On the other hand, we’ve probably reached the point where we no longer need to encourage a successful storyteller to get their story out there. Just because the Arkansans are prominent in a production doesn’t mean the production is good. Homerism and chatter are as bad as rejecting a project out of hand because it was not conceived, incubated and born in one of our coastal cultural capitals.
So maybe you understand why I gave “The Invisible Pilot” a 15-second version of the test.
If he hadn’t been adopted, I probably would have just reported the facts about his arrival. But as it is, I think I have to be very careful in writing a lot about it. Not just because it’s unfair to watch a play again after the first act (I only saw the first episode of “The Invisible Pilot”, HBO Max ignored our requests to see the series in advance, probably because that even though the series is set in Arkansas and largely produced by Arkansas talent, they still view Arkansas as too important to their publicity strategies), but because there are so many twists and turns surprises in this first episode that I do not want to reveal anything.
There’s a major reveal around the 30 minute mark – I don’t think I can talk about anything after that. (If you must know, there are plenty of other spoiler-clogged reviews.)
So I’ll just say it’s a smartly edited, fast-paced document that feels like an Adam McKay production. (McKay, the former “Saturday Night Live” head writer who went from making sibling comedies with then-friend Will Ferrell to directing a string of fact-adjacent feature films known for their winking attitude and breaking the fourth wall, at one point took this project under his wing and is credited as another executive producer.
I go back and forth on McKay’s work – I admire some of the chances he takes and generally like the brilliance with which he attacks his subjects, but there are a lot of misses in there.

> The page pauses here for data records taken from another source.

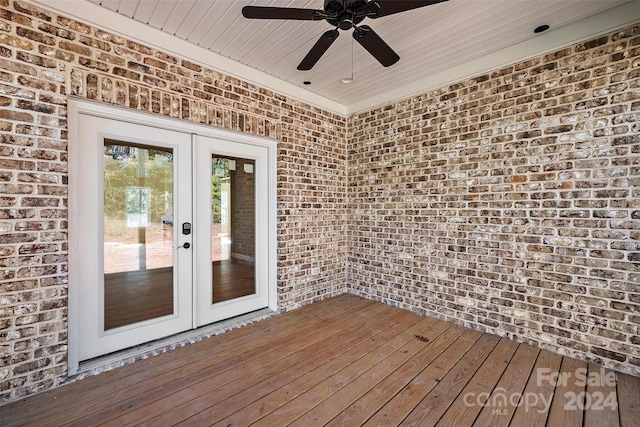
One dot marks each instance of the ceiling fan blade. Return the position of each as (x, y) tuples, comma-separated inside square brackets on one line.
[(264, 12), (389, 7), (375, 45), (318, 50)]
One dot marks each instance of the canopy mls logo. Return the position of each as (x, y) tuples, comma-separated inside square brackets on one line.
[(500, 400)]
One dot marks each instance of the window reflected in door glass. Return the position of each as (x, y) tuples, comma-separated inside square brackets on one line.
[(137, 233), (233, 227)]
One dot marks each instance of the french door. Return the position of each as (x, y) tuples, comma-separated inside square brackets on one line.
[(172, 232)]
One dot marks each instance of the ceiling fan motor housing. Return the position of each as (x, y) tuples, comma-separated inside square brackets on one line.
[(342, 16)]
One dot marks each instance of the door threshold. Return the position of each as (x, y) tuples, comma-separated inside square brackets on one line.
[(117, 359)]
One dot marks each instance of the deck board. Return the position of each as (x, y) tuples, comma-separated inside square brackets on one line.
[(345, 361)]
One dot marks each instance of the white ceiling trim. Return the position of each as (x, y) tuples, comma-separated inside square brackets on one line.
[(107, 20), (110, 21), (610, 20)]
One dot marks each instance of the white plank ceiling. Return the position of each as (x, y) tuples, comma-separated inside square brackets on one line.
[(429, 40)]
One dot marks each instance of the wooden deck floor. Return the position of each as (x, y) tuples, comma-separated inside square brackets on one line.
[(346, 361)]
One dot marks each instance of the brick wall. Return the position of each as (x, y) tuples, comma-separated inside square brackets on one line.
[(507, 202), (510, 202), (44, 59)]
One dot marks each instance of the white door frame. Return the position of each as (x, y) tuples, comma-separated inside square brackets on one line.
[(77, 108)]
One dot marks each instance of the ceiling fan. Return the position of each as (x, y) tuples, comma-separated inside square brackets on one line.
[(343, 15)]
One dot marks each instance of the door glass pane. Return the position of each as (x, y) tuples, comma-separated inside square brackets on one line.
[(233, 223), (138, 233)]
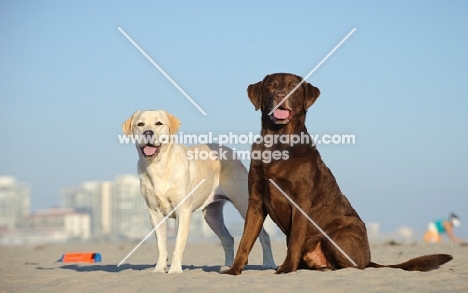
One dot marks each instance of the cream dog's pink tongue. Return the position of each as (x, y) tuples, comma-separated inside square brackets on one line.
[(281, 114), (149, 150)]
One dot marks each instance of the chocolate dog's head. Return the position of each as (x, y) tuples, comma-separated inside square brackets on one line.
[(269, 94)]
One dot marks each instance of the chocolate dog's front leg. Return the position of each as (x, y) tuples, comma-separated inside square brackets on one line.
[(254, 219), (295, 243)]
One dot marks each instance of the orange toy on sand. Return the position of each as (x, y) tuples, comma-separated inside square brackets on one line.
[(81, 257)]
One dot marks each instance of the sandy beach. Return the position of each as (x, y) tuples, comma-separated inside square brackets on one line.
[(35, 269)]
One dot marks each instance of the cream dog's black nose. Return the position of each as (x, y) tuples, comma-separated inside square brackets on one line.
[(148, 133)]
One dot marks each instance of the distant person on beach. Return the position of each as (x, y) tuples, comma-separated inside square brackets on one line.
[(446, 225)]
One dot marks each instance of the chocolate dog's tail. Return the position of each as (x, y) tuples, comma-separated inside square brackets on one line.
[(423, 263)]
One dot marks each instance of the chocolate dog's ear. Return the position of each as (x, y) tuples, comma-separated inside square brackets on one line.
[(174, 123), (311, 94), (254, 92), (127, 125)]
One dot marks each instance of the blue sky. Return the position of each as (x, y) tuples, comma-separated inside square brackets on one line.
[(69, 79)]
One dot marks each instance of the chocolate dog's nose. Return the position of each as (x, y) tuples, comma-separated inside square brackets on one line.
[(148, 133)]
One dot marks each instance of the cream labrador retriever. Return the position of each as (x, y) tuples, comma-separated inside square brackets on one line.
[(170, 171)]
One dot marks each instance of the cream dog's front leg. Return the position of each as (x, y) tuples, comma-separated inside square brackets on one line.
[(156, 217), (183, 219)]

I wasn’t crazy about “Vice,” and I thought last year’s “Don’t Look Up” was too broad and on the nose for effective satire. I admit to thoroughly enjoying his current HBO Max series “Winning Time” while complaining loudly about at least two or three choices made in each episode. (#notmyjerrywest)
Phil Lott and Ari Mark (a team known for the true crime series “Murder in the Heartland” and the debunking science series “Could You Survive the Movies?”) direct, though Hodges obviously led (and possibly shot) good. number of early interviews.
While I have a feeling the series could go in a number of directions, I’ll just provide the setup. In 1977, a Hazen duster named Gary Betzner apparently committed suicide by jumping off a bridge into the White River in the middle of a stormy night. His wife was so lost that she spent time in a mental hospital. Betzner also left three young children, Travis and Sara Lee and Polly, from his previous marriage.
Betzner cut a dashing figure around Hazen, apparently he was one of the best pilots to take Navy Top Gun training. He liked to fly under bridges and clean the wheels of his cropduster by flying low over the river and plunging them into it. He also had legal issues – he was considering a 10-year sentence for cocaine possession in Miami and a similar charge in Arkansas.
Hodges was a childhood friend of Betzner’s son, Travis, and he seems to have devoted most of his life to uncovering this fascinating and, at times, unsettling story that is, to say the least, gripping on television.